Procès en appel de SIMBIKANGWA. Lundi 21 novembre 2016. J17

La journée commence par un nouvel incident de procédure. La défense dépose « une plainte pour faux » concernant la production au dossier de L ‘Indomptable Ikinani [1]. Pour les parties civiles, qui n’a pas encore eu l’occasion de s’exprimer, il s’agit d’une procédure dilatoire, un écran de fumée. Affaire à suivre.

Audition de monsieur Joël GASARASI, veilleur de nuit.

Le témoin, dans sa déposition spontanée, se contente de déclarer qu’il vivait à Kiyovu en 1994 et qu’il tenait une barrière. Il a vu SIMBIKANGWA distribuer des fusils pour tuer les Tutsi.

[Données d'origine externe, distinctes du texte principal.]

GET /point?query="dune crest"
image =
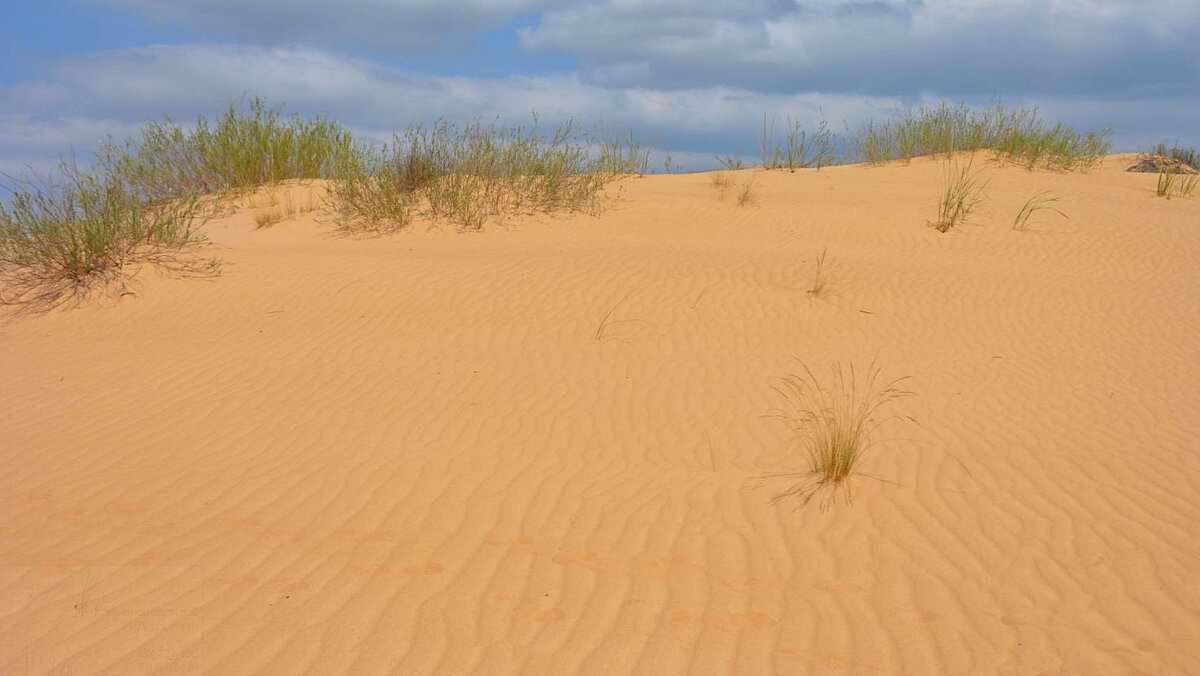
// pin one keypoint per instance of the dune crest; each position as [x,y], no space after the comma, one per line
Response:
[540,448]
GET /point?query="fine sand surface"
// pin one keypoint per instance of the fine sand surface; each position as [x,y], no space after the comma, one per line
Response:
[412,454]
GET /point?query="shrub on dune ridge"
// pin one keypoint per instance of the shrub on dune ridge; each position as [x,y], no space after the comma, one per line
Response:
[1018,136]
[473,173]
[961,192]
[59,235]
[240,150]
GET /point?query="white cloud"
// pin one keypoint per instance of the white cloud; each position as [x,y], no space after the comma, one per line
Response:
[395,25]
[885,47]
[90,96]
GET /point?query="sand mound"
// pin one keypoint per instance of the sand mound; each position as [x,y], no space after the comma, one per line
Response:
[1153,163]
[417,455]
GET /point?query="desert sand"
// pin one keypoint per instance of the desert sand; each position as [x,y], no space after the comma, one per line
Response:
[413,454]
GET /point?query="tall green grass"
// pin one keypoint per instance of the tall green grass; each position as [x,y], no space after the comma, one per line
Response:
[1180,154]
[799,149]
[961,192]
[1018,136]
[60,234]
[239,150]
[472,173]
[1171,184]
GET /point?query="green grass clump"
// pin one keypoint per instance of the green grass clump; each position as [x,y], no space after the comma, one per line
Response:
[748,195]
[821,285]
[623,156]
[1038,202]
[834,424]
[1171,184]
[1185,155]
[961,192]
[1018,136]
[239,150]
[473,173]
[801,149]
[60,235]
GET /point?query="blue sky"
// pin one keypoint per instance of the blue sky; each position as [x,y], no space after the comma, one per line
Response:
[694,76]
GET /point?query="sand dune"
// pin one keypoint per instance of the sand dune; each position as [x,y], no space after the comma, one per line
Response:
[413,454]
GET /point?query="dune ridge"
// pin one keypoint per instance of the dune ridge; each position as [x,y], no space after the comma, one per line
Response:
[413,454]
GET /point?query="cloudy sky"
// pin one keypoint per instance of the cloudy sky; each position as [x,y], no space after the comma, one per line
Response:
[694,76]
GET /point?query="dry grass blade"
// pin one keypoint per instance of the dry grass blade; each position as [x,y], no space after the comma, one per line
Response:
[961,192]
[821,285]
[1038,202]
[834,424]
[1171,184]
[721,181]
[747,196]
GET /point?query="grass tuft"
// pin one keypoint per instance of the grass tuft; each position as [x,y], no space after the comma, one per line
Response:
[961,192]
[1171,184]
[820,286]
[1019,136]
[60,235]
[1038,202]
[834,423]
[801,149]
[473,173]
[239,150]
[1183,155]
[748,196]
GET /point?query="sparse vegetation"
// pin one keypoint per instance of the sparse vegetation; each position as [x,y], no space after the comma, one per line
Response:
[801,149]
[473,173]
[1018,136]
[1038,202]
[1183,155]
[820,286]
[240,150]
[60,235]
[961,192]
[747,196]
[1171,184]
[834,424]
[732,162]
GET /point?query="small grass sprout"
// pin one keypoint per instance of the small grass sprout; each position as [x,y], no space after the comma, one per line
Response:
[721,180]
[748,196]
[820,286]
[1037,203]
[61,235]
[1171,184]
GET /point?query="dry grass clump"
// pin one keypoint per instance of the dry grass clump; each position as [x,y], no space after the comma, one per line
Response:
[721,181]
[286,210]
[473,173]
[748,195]
[1171,184]
[60,235]
[961,192]
[1037,203]
[821,285]
[834,423]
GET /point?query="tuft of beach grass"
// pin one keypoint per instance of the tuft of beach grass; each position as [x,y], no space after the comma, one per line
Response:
[834,423]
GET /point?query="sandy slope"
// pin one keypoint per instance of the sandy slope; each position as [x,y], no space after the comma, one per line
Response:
[411,455]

Le président rappelle les propos que le témoin a tenus en présence des gendarmes français : « Si SIMBIKANGWA a des familiers qui sont au pays, je serai inquiet pour ma famille si on savait que j’avais témoigné contre lui.» Le témoin dit que ce n’est plus le cas et qu’il n’a subi aucune pression. Il se désigne lui-même comme un « chrétien intègre » (murokore). Il n’a pas été maltraité pendant le génocide.

Veilleur chez Assinapol RWIGARA, il a perdu son épouse, un enfant, sa mère, ses sœurs, ses beaux-frères et oncles maternels pendant le génocide. Il a connu SIMBIKANGWA quand il distribuait les fusils. C’est Diogène NYIRISHEMA, un voisin, qui lui a demandé de se présenter à la barrière qui se trouvait en face de la maison de son patron, pour sa sécurité. La barrière la plus connue, celle que l’on appelle souvent la « barrière des Chinois », se trouvait face à la maison de Protais ZIGIRANYIRAZO, le frère d’Agathe KANZIGA. Deux gardiens avaient un fusil reçu des mains de SIMBIKANGWA, Diogène et Jonathan REKERAHO. Il a vu arriver l’accusé dans une voiture beige. Diogène lui a dit :« Ne t’approche pas de SIMBIKANGWA. S’il te voit, il te tue. »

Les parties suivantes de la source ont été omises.